NO, NON È UN BLOG DI GIARDINAGGIO
MA POTRESTE TROVARE QUEL CHE NON STATE CERCANDO


lunedì 6 settembre 2010

Giardino di Poeta - 08

(Lo sconvolgimento che la perdita genera e il dolore che da questo deriva, sebbene lontano - anche nel tempo, chiamano alla compassione, alla partecipazione. Allora la serenità, substrato e frutto del giardino, appare sterile; la bellezza, con cui il giardino si manifesta, appare inutile; la separatezza e l'autosufficienza che gli sono propri sembrano trasfigurarsi nell'egoismo).


Sette Canzonette del Golfo


Ah letizia del mattino!
Sopra l'erba del giardino
la favilla della bava,
della bava del ragnetto
che s'affida al ventolino.

Lontanissime sirene
d'autostrada, il sole viene!
Che domenica, che pace!
È la pace del vecchietto,
l'ora linda che gli piace.

Le formiche in fila vanno.
Vanno a fare, ehi! qualche danno
alle pere già mature...
Quanto sole è sul muretto!
Le lucertole lo sanno.


Lontano lontano si fanno la guerra.
Il sangue degli altri si sparge per terra.

Io questa mattina mi sono ferito
a un gambo di rosa, pungendomi un dito.

Succhiando quel dito, pensavo alla guerra.
Oh povera gente, che triste è la terra!

Non posso giovare, non posso parlare,
non posso partire per cielo o per mare.

E se anche potessi, o genti indifese,
ho l'arabo nullo! Ho scarso l'inglese!

Potrei sotto il capo dei corpi riversi
posare un mio fitto volume di versi?

Non credo. Cessiamo la mesta ironia.
Mettiamo una maglia, che il sole va via.


Se la tazza mi darai
che mi piace, la mia tazza
con il manico marrone,
gentilissima ragazza,
tu felice mi farai.

Il suo manico ha il colore
del più vivo e ricco tè
ma riflette anche il turchino
del leggero cielo se
è leggero come te.


Gli imperatori dei sanguigni regni
guardali come varcano le nubi
cinte di lampi, sui notturni lumi
dell'orbe assorti in empi o rei disegni!

Già fulminanti tra fetori e fumi
irte scagliano schiere di congegni:
vedi femori e cerebri e nei segni
impressi umani arsi rappresi grumi.

A noi gli dèi porsero pace.
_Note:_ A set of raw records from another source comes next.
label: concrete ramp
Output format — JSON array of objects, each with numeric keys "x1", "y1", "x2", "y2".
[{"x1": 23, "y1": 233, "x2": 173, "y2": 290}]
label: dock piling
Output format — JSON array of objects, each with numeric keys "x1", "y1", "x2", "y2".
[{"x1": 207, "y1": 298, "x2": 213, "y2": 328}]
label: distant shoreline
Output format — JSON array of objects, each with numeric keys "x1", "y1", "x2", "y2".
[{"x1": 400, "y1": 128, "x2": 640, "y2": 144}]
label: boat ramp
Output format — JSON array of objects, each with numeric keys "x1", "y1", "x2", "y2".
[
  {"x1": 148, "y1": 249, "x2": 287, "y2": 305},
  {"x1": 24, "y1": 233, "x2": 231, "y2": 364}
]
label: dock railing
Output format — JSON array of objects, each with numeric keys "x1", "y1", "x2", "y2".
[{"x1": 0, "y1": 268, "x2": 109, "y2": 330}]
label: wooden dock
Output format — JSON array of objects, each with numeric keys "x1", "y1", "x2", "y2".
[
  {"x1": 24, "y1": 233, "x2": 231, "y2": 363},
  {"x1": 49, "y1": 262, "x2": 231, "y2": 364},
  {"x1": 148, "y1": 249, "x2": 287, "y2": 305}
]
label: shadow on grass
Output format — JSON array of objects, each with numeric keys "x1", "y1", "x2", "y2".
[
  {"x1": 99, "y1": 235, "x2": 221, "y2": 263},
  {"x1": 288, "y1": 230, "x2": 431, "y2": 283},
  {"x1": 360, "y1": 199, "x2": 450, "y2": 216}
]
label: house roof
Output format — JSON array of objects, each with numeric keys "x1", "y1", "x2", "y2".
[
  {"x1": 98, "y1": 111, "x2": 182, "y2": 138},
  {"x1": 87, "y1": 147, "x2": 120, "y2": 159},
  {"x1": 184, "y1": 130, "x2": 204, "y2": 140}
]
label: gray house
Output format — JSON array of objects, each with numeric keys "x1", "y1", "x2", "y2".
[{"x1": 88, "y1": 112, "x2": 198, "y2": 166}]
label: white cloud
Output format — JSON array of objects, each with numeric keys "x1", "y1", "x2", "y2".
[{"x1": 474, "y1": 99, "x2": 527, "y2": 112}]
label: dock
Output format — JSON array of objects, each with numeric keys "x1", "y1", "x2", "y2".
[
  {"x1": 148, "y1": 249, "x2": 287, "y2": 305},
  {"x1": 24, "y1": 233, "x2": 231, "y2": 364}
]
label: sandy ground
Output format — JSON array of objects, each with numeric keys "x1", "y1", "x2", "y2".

Ai nostri
giorni occidui si avvivano i vigneti
e i seminati e di fortuna un riso.

Noi bea, lieti di poco, un breve riso,
un'aperta veduta e i chiusi inchiostri
che gloria certa serbano ai poeti.


Come presto è passato l'inverno
fra clamori terribili e vani!
Le battaglie di popoli estrani
che mai sono in confronto all'eterno,
all'eterno degli ippocastani
che dai ceppi si industriano lenti
a sperare germogli lassù?

E tu assorta graziosa annoiata
sul terrazzo, in pigiama pervinca,
forse chiedi al mattino che vinca
come il sole la bruma ostinata
così il bene sui campi cruenti?
Ma è domenica, è marzo: non senti
che un altr'anno, e il suo peggio, svanì?


Aprile torna e a sera un frescolino
irrita gote di ragazze accese:
in un palio ciclistico protese
volanti rubiconde mutandine.

Come rauche ora vociano parole
quasi laide nell'aria della sera!
Fu dolce, in altro tempo, primavera.
Godono pepsi cola ignude gole.

I ragazzi le annusano. Una bella
passò, di zinne e deltòidi ribaldi
e d'altro che acre un dì mi fu diletto.

Ma come mai sensibile diletto
trovar non so che me attonito scaldi?
Sì, d'aprile il dormire è cosa bella.


Se mai laida una limaccia
quando a ottobre l'aria è spenta
lenta bava perse lenta
che di lunga e liscia traccia
porri o sedani segnò,

metaldèide in grigi grani
fai che inghiotta; e a globo stretta
plasma e anima rimetta.
Quanti soli già lontani
la lucertola mirò!

Lento a dèi crudeli e ignoti
va il mio bruno ultimo fiele...
Dove volgi, ansia fedele?
A che vomito mi voti,
cara meta che non so?




Franci Fortini, da Composita Solvantur, 1994.